Anggapan bahwa pecandu narkotika adalah sebagai kategori korban atau pelaku pelanggar hukum masih diperdebatkan oleh kalangan ilmuan sosial dan
pihak pembuat hukum. Indikasi perdebatan itu terlihat dari bentuk isi undang- undang tentang narkotika yang diterbitkan pemerintah, khususnya undang-
undang nomor 35 Tahun 2009 tentang narkotika. Satu sisi, undang-undang
tadi pecandu narkotika adalah pelanggar hukum yang mendapatkan sanksi, khususnya sanksi pinjara, namun pada sisi lain, pecandu narkotika
diperbolehkan mendapat rehabilitasi medis dan sosial.
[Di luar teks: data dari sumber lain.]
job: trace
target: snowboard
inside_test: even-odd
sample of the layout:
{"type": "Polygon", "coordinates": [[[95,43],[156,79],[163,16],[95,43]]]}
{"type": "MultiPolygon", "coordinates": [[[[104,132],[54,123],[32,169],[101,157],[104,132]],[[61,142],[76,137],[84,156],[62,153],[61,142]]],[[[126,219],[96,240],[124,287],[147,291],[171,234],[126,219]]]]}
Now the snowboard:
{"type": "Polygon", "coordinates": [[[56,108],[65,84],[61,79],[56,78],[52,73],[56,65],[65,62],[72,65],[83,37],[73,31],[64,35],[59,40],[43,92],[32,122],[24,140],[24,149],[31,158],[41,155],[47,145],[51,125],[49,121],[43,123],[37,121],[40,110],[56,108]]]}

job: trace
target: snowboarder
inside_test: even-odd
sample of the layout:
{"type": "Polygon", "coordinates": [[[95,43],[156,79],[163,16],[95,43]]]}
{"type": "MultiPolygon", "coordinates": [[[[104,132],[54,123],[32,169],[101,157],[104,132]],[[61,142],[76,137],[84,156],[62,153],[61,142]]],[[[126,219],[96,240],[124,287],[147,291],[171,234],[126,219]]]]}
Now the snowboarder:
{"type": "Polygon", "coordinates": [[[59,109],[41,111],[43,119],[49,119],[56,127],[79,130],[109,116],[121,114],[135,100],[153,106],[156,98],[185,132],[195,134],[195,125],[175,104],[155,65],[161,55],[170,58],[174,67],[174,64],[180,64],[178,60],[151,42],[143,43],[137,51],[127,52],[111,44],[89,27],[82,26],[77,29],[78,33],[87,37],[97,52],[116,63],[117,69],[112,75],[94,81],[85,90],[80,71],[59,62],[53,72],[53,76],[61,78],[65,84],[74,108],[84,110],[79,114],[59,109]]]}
Penentuan bentuk sanksi rehabilitasi tadi berdasarkan atas kondisi pelaku yang dianggap sebagai
pelaku sekaligus menjadi korban self victimizing victims. karena pecandu narkotika menderita sindroma ketergantungan akibat dari penyalahgunaan
narkotika yang dilakukannya sendiri. Pecandu narkotika digolongkan sebagai korban karena akibat dari perbuatannya yang mengkonsumsi narkotika
tersebut langsung berdampak terhadap dirinya sendiri dan tidak merugikan orang lain yang tidak menggunakan narkotka tersebut.
Dalam studi-studi viktimologi, pelaku pecandu narkotika dapat dikategorikan dalam kategori berdasarkan tipologi korban yang diidentifikasi
menurut keadaan dan status korban, yaitu: a. Unrelated victims , yaitu korban yang tidak ada hubungannya sama
sekali dengan pelaku. b. Provocative victims, yaitu seseorang yang secara aktif mendorong
dirinya menjadi korban. c. Participating victims, yaitu seseorang yang tidak berbuat, akan tetapi
dengan sikapnya justru mendorong dirinya menjadi korban. d. Biologically weak victims, yaitu mereka yang secara fisik memiliki
kelemahan yang menyebabkan ia menjadi korban. e. Socially weak victims, yaitu mereka yang memiliki kedudukan sosial
yang lemah yang menyebabkan ia menjadi korban.